À Garnier, la nouveauté est femme. MM. Hoffalt, Magnenet et Ganio ont dansé le chevalier des Grieux en 2012, et durant la même saison, MM. Bullion, Carbone, Bezard campaient déjà Lescaut. La série est en revanche une prise de rôle pour Mlles Pagliero, Pujol, et Abbagnato, qui incarnent chacune une vision très personnelle – et très différente – de l’amorale Manon.

Par la grâce d’un délicat travail de pointes, Ludmila Pagliero incarne une jeune fille toute de fraîcheur (matinée du 26 avril). À l’acte I, on croirait presque à son ingénuité. La danse de séduction de Josua Hoffalt, qui doit replacer ses pieds trop souvent, sent plus l’exercice que l’assaut d’élégance vers la belle. Par la suite, Hoffalt se montre beaucoup plus à l’aise, aussi bien dans la fougue du partenariat que dans l’expression de la douleur – dans son solo désespéré chez Madame, il régale la salle d’une impeccable triple série de pirouettes. Ensemble, Pagliero et Hoffalt offrent de la belle danse, mais à l’acte II, la demoiselle ne trouve pas le ton : dans la danse de parade, elle fait trop grande dame (« c’est moi la princesse », semble-t-elle dire, au lieu de laisser percer sa solitude dorée), et elle ne varie pas suffisamment ses expressions ni sa danse entre cour et jardin : la mobilité des épaules et le tremblé des petits pas sur pointes sont les mêmes tout du long, qu’elle tombe nez à nez avec son amant délaissé ou qu’elle retourne vers son protecteur. En plus, elle casse la ligne de son chausson lors de ronds de jambe à terre censés aguicher tout le monde, et qui font dès lors penser à de laids exercices de barre. On retrouve avec bonheur un bas de jambe primesautier et des agaceries charmantes dans le bout des doigts lors du pas de deux de réconciliation (scène du bracelet). Au deuxième entracte, comme me soufflent deux spectatrices avisées, une impression de fadeur se dégage. La caractérisation dramatique du dernier acte, plus facile, est aussi plus réussie, et je pleure comme une madeleine dès la scène avec le geôlier (glaçant Yann Saïz) et jusqu’à la fin tragique.
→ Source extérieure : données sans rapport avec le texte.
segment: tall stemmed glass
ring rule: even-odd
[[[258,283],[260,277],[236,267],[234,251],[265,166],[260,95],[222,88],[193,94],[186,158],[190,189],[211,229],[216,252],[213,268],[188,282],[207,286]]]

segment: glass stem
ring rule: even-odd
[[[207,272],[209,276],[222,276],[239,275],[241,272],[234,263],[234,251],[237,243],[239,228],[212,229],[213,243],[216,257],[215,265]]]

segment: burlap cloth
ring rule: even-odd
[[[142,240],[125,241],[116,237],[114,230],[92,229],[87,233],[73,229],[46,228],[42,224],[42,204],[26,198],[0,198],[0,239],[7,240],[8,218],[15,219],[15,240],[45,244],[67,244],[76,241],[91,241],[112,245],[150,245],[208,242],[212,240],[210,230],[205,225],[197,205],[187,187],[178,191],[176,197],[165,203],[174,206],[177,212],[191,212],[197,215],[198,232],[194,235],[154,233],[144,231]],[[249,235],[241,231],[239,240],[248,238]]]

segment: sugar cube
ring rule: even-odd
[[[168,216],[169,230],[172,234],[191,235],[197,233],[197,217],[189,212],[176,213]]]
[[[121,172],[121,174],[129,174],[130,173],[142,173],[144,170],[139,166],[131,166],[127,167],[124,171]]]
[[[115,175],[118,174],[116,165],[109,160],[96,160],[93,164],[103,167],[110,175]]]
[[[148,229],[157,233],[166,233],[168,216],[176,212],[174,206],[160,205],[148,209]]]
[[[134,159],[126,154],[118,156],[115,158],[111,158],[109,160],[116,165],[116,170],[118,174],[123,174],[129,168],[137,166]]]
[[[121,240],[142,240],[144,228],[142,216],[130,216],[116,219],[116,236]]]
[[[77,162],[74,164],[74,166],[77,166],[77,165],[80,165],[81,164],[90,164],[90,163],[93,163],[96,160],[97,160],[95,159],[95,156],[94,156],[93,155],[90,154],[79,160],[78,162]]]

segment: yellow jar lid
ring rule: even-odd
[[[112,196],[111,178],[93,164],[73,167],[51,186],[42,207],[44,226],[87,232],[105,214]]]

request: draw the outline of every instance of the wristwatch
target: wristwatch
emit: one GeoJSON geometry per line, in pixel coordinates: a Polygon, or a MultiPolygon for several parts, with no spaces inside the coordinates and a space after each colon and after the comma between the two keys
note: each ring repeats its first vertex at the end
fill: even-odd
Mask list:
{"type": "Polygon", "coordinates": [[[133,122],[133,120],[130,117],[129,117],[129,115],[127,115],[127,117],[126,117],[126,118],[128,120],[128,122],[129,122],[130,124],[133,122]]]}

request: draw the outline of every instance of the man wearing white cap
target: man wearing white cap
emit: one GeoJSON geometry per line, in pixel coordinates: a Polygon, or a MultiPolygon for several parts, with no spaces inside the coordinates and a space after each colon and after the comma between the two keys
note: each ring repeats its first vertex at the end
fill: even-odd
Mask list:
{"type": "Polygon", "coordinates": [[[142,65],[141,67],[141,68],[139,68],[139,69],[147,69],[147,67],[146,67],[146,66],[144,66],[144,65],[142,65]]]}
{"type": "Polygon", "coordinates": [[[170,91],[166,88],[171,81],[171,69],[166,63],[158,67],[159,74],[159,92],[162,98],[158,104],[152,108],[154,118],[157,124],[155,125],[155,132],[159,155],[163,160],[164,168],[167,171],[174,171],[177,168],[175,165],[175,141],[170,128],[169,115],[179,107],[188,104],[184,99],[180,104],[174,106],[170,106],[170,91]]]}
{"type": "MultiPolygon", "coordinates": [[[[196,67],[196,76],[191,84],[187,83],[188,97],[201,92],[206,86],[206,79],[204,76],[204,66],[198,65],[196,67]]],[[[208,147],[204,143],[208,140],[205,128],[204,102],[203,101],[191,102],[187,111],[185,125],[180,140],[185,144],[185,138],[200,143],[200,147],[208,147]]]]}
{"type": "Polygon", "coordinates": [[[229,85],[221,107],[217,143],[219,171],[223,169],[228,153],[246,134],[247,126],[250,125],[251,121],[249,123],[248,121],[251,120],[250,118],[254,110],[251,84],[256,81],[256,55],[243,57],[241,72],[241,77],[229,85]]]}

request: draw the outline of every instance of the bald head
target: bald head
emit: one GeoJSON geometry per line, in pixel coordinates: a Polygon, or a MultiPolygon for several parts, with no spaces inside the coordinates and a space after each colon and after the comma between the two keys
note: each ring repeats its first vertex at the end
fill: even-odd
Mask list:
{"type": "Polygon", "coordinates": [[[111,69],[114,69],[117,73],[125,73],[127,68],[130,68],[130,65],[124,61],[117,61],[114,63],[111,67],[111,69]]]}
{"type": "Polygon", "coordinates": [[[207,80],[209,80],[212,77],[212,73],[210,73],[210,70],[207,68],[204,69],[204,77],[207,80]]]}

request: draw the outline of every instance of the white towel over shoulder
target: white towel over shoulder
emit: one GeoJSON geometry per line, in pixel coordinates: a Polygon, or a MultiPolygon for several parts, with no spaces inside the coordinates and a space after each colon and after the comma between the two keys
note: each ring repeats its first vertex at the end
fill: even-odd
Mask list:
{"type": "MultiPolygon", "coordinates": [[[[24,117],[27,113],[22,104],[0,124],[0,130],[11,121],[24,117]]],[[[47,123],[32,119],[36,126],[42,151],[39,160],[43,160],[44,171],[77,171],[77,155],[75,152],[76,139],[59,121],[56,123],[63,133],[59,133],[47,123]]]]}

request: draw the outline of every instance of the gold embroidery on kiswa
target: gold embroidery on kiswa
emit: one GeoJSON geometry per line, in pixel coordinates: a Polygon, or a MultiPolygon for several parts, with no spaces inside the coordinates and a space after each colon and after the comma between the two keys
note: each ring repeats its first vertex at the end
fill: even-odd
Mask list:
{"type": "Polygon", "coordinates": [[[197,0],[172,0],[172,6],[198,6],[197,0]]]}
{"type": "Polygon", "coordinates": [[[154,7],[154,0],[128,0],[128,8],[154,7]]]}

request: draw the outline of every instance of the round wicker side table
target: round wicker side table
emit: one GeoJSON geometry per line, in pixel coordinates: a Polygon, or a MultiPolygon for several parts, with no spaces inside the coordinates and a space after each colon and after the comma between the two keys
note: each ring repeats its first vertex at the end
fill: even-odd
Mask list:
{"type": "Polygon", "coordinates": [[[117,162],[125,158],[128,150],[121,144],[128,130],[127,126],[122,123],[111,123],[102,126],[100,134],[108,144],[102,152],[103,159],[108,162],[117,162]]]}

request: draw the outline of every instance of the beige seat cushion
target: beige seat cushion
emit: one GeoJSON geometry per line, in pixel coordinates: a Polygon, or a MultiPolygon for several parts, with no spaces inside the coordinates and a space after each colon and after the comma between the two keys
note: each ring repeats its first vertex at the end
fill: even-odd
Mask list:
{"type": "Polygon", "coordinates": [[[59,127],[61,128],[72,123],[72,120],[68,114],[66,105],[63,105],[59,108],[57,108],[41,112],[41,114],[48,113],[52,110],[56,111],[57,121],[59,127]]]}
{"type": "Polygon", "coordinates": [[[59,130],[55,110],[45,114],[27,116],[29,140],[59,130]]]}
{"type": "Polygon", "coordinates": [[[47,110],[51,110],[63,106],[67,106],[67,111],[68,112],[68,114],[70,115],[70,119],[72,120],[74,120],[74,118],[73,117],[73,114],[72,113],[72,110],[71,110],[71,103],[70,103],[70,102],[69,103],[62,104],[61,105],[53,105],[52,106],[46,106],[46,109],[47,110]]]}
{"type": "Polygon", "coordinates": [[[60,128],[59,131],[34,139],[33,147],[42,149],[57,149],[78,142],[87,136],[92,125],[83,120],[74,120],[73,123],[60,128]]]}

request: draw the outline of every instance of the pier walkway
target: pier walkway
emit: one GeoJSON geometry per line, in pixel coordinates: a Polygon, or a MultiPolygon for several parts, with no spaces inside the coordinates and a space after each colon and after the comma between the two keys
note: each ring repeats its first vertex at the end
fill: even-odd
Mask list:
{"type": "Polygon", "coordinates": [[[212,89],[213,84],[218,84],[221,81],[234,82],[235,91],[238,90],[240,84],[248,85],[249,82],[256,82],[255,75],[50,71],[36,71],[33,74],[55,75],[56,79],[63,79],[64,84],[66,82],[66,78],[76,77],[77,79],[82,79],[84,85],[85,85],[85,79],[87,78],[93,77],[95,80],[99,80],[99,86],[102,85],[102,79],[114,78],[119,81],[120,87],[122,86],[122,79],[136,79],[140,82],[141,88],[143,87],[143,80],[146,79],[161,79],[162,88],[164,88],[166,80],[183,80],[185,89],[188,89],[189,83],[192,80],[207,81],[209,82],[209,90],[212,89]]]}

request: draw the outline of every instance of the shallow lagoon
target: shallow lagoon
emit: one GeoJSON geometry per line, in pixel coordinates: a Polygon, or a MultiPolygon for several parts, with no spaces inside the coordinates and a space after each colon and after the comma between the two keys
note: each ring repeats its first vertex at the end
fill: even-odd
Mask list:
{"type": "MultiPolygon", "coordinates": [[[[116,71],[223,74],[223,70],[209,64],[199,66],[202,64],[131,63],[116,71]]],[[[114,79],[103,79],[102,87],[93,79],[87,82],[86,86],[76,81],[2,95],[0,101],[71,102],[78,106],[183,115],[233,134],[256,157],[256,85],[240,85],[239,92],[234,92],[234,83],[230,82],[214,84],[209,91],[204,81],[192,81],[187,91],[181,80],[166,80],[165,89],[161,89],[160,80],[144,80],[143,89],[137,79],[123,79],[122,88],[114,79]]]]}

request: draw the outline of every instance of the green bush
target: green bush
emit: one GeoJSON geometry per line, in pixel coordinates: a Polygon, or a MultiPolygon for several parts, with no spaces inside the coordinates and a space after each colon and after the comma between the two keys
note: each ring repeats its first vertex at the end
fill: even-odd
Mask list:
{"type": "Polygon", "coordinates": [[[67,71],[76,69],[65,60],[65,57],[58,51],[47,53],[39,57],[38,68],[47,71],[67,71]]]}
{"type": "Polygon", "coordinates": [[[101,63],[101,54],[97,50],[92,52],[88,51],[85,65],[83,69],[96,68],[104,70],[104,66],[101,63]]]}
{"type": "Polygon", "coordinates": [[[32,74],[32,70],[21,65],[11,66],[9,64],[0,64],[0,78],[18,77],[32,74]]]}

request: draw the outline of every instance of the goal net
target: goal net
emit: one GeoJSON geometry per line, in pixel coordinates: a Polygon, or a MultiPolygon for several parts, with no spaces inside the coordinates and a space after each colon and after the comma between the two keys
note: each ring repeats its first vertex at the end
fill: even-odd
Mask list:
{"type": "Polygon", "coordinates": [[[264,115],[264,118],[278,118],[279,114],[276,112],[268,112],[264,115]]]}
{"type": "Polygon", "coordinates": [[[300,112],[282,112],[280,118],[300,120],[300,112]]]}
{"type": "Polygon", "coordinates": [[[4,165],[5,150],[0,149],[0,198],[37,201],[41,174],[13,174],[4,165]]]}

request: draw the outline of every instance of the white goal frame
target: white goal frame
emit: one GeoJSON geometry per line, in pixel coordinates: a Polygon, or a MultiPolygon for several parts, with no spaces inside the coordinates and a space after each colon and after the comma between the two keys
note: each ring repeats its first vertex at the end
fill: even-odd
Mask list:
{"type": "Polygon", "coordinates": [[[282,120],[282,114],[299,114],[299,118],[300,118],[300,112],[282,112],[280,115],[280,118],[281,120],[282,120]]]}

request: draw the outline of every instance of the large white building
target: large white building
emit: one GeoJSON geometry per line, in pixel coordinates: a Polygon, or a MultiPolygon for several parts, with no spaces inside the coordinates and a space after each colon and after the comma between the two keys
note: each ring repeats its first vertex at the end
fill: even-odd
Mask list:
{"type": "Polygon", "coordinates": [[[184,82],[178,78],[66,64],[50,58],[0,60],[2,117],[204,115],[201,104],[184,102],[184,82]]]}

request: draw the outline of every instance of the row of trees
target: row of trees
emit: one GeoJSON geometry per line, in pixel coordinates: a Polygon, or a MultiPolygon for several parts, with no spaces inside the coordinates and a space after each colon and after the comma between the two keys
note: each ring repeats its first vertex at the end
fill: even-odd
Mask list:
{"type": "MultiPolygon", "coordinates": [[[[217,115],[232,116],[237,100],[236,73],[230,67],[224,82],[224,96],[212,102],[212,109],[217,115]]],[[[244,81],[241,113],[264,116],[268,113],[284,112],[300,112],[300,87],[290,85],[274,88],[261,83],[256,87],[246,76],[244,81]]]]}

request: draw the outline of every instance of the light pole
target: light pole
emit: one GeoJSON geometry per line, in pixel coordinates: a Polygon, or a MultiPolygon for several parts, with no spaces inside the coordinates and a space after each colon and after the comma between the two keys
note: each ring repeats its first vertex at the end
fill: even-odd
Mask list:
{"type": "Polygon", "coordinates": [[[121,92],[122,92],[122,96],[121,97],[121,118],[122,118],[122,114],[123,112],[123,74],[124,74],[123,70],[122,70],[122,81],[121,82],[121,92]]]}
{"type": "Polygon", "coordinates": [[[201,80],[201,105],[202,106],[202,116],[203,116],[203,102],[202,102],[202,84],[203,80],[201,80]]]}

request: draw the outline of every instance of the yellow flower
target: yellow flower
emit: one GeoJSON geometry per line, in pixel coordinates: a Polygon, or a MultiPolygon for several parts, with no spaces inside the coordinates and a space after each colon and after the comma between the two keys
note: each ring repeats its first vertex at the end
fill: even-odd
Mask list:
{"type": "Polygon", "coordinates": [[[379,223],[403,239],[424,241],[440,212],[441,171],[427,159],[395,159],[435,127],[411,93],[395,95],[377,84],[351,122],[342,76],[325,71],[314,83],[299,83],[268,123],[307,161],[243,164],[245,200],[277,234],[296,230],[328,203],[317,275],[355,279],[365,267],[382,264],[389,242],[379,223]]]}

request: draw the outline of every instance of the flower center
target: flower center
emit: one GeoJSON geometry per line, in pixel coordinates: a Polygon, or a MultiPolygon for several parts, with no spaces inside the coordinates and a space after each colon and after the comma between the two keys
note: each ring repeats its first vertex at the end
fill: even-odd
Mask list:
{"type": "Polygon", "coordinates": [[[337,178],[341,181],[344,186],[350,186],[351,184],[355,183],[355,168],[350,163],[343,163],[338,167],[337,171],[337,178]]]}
Voilà, autour d’Eleonora Abbagnato, un quatuor de mecs qui savent ce qu’ils veulent (soirée du 30 avril). Florian Magnenet, faute de technique éblouissante, a une approche du partenariat très déterminée ; Audric Bezard a le développé conquérant qui sied à la gent militaire. Un Yann Saïz tout de morgue aristocratique montre bien clairement que Monsieur de G.M. n’a pas l’habitude qu’on lui résiste. Une impression que donne aussi, dans un autre style, le geôlier incarné par Aurélien Houette. Et la demoiselle dans tout ça ? Elle appuie trop la touche « sensualité » : Manon est un être d’instinct et d’instant, pas une rouée courtisane ; elle est peut-être une femme-trophée, mais ne s’en enorgueillit pas. Abbagnato fait entrer le personnage dans une case – la jolie fille qui sait son pouvoir sur les hommes –, et il n’en sort plus. Ce n’est pas désagréable à voir, mais ce n’est pas mon idée de Manon.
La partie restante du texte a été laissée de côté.